На обратном пути Сэмюэл пытался представить, как вел бы себя на мамином месте: вот он впервые едет в Чикаго, поступает в колледж, и будущее смутно и покрыто тайной. Он чувствовал себя так, словно переживает сейчас то же, что и она. Вот-вот начнется новая жизнь. И все изменится. Казалось, будто мама едет в машине рядом с ним.

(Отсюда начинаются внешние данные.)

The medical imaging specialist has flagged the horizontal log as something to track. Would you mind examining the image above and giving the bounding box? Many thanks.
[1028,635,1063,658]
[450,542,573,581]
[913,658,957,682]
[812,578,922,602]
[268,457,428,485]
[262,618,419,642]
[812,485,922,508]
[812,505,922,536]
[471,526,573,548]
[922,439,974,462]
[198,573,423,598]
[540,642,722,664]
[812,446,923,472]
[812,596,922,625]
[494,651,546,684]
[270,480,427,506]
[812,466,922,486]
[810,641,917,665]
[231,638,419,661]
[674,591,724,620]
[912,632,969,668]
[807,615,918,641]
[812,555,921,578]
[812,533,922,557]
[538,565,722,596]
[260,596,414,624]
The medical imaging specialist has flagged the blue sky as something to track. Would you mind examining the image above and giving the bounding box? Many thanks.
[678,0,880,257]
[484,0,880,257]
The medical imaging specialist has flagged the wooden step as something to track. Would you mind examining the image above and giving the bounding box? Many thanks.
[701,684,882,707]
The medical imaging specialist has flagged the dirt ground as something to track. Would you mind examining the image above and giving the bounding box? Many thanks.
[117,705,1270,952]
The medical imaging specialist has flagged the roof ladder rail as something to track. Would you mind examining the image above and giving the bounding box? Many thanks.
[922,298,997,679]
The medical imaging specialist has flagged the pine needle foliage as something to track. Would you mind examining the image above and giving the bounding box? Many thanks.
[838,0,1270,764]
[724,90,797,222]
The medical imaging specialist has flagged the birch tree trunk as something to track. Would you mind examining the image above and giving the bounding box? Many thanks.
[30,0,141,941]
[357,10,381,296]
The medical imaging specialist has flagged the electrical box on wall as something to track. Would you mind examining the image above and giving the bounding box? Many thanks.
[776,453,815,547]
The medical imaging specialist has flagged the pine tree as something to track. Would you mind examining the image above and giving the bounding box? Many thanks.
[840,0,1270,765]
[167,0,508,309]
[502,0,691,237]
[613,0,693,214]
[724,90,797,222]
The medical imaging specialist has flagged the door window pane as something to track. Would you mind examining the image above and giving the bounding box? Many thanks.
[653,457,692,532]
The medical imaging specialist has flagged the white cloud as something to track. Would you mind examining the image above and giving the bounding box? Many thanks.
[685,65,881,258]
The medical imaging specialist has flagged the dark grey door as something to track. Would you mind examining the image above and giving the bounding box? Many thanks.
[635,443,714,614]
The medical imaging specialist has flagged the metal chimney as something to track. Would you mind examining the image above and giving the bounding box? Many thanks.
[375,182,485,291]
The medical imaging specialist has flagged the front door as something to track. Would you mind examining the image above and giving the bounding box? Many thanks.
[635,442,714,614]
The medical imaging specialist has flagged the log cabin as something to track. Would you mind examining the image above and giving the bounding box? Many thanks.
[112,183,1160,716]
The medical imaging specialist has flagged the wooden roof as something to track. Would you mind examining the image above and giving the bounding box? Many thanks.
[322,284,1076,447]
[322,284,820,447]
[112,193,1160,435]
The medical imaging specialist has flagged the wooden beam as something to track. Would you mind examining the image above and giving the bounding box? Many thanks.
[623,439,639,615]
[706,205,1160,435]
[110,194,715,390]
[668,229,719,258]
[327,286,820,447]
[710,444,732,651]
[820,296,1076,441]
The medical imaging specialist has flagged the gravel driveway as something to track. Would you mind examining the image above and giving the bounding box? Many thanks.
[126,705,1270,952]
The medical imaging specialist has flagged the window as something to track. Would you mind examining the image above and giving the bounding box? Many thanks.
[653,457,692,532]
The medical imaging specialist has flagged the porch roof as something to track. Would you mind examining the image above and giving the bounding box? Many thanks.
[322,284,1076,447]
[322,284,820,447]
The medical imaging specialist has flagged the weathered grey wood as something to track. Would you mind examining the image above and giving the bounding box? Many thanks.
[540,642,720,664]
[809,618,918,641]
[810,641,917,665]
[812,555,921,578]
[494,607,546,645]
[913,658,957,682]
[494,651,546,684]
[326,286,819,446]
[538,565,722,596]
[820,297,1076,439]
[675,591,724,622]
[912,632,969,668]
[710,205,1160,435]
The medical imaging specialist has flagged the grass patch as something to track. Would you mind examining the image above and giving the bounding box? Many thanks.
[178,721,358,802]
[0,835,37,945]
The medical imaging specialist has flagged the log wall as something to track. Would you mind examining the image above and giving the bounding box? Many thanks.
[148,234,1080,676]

И, как ни странно, никогда она не была ему ближе, чем в ту минуту.
Часть четвертая. Дух дома
Фэй слышит скрежет металла и понимает, что работа кипит. Металл передвигают, бросают, плющат, сгибают; металл ударяется о металл и поет. Завод “Кемстар” из дома не видать, но в небе стоит его зарево, медный свет за дубами, что растут на заднем дворе. Иногда она представляет, будто там не завод, а стан какого-нибудь древнего войска: горят факелы, стучат молоты кузнецов, кующих мечи. Заводской гул напоминает ей о войне.